With these cases in mind, the Centers for Medicare and Medicaid Services started the process to establish such a policy for set-asides. Effective October 2017, the agency required contractors to install a new system that would allow the agency to monitor liability Medicare set-asides.

Medicare Advantage Plan

The obligations (and dangers) go beyond Medicare. The 11th U.S. Circuit Court of Appeals found that because Humana Medical Plan Inc. was a Medicare Advantage Plan, it had a private right of action to collect from the insurance company even after it had settled with the plaintiff.
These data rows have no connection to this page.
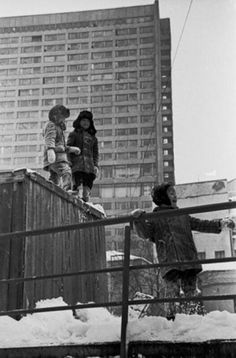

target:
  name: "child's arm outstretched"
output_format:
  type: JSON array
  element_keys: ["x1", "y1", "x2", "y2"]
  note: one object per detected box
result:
[{"x1": 190, "y1": 216, "x2": 235, "y2": 233}]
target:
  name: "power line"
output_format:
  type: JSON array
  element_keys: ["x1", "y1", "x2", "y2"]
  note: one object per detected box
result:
[
  {"x1": 172, "y1": 0, "x2": 194, "y2": 68},
  {"x1": 129, "y1": 0, "x2": 195, "y2": 202}
]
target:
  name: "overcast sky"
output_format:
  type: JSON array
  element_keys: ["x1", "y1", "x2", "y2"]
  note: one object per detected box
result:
[{"x1": 0, "y1": 0, "x2": 235, "y2": 184}]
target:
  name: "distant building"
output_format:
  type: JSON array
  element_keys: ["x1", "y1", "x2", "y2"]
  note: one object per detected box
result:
[
  {"x1": 0, "y1": 1, "x2": 174, "y2": 249},
  {"x1": 176, "y1": 179, "x2": 236, "y2": 260}
]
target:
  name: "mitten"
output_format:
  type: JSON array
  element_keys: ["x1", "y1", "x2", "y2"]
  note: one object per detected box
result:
[
  {"x1": 47, "y1": 149, "x2": 56, "y2": 164},
  {"x1": 220, "y1": 218, "x2": 235, "y2": 230},
  {"x1": 131, "y1": 209, "x2": 145, "y2": 219},
  {"x1": 68, "y1": 146, "x2": 81, "y2": 155}
]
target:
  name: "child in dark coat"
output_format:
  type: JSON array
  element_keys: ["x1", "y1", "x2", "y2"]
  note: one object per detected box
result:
[
  {"x1": 132, "y1": 182, "x2": 235, "y2": 319},
  {"x1": 67, "y1": 110, "x2": 99, "y2": 202}
]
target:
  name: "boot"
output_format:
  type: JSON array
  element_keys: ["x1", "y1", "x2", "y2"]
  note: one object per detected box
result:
[{"x1": 82, "y1": 186, "x2": 91, "y2": 202}]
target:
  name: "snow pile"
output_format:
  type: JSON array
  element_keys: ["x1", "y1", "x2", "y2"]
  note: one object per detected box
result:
[{"x1": 0, "y1": 297, "x2": 236, "y2": 348}]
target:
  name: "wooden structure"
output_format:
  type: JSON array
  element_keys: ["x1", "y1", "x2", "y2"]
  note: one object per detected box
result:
[{"x1": 0, "y1": 169, "x2": 107, "y2": 312}]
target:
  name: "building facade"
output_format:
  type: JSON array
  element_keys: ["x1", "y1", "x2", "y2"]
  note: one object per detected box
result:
[
  {"x1": 0, "y1": 1, "x2": 174, "y2": 248},
  {"x1": 176, "y1": 179, "x2": 236, "y2": 260}
]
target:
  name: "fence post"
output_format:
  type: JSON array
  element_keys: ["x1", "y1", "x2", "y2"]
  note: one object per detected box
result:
[{"x1": 120, "y1": 225, "x2": 131, "y2": 358}]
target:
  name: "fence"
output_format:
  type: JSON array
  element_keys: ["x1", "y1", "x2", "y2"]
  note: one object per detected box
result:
[{"x1": 0, "y1": 200, "x2": 236, "y2": 358}]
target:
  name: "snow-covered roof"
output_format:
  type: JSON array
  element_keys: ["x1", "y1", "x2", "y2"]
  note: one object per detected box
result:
[
  {"x1": 202, "y1": 261, "x2": 236, "y2": 271},
  {"x1": 106, "y1": 250, "x2": 152, "y2": 264}
]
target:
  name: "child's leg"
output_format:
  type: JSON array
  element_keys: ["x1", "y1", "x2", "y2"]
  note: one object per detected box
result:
[
  {"x1": 51, "y1": 162, "x2": 72, "y2": 191},
  {"x1": 48, "y1": 168, "x2": 60, "y2": 185},
  {"x1": 82, "y1": 173, "x2": 94, "y2": 202},
  {"x1": 162, "y1": 275, "x2": 181, "y2": 320},
  {"x1": 181, "y1": 272, "x2": 205, "y2": 315}
]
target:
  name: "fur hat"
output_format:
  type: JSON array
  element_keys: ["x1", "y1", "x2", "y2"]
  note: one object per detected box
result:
[
  {"x1": 151, "y1": 182, "x2": 173, "y2": 206},
  {"x1": 48, "y1": 105, "x2": 70, "y2": 122},
  {"x1": 73, "y1": 110, "x2": 97, "y2": 135}
]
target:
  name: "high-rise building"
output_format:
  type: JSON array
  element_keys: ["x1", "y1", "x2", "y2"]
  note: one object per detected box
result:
[{"x1": 0, "y1": 1, "x2": 174, "y2": 248}]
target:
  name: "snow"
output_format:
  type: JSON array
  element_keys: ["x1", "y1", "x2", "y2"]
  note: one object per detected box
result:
[
  {"x1": 203, "y1": 261, "x2": 236, "y2": 271},
  {"x1": 106, "y1": 250, "x2": 152, "y2": 264},
  {"x1": 1, "y1": 297, "x2": 236, "y2": 348}
]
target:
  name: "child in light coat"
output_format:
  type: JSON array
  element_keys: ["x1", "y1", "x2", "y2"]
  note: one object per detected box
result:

In Humana Medical Plan, Inc. v. Western Heritage Insurance Company (11th Cir. 2016), Humana had paid $19,155 in medical bills to a beneficiary who was injured in a slip and fall. The beneficiary settled her case with the property owner and Humana provided a determination amount to the plaintiff. The settlement agreement stated that there was no Medicare lien or right to subrogation. The parties in the litigation agreed that the plaintiff attorney would hold the disputed amount in trust. Humana sued the defendant's insurer demanding double damages under the Medicare Secondary Payer Act private cause of action. The court affirmed summary judgment in Humana's favor. The court found that putting the $19,115 in the attorneys' trust account was insufficient to extinguish the reimbursement obligation to Humana because they were not paid within 60 days. The total award was $38,310.

Best Practices

Find out as early as possible whether the claimant is a Medicare recipient or has a Medicare Advantage Plan.

All settlement agreements should have a statement that Medicare's interests have been taken into consideration.

To avoid a Medicare set-aside, the beneficiary's health care provider should certify that the treatment has been completed as of the date of the settlement and that future treatment will not be required. The certification can be placed in the file. If the beneficiary will need future care, the health care provider should certify the amount of compensation for future medical expenses and the attorney should place that amount in the set-aside account. The beneficiary and attorney should ensure that Medicare is not billed until that amount is exhausted.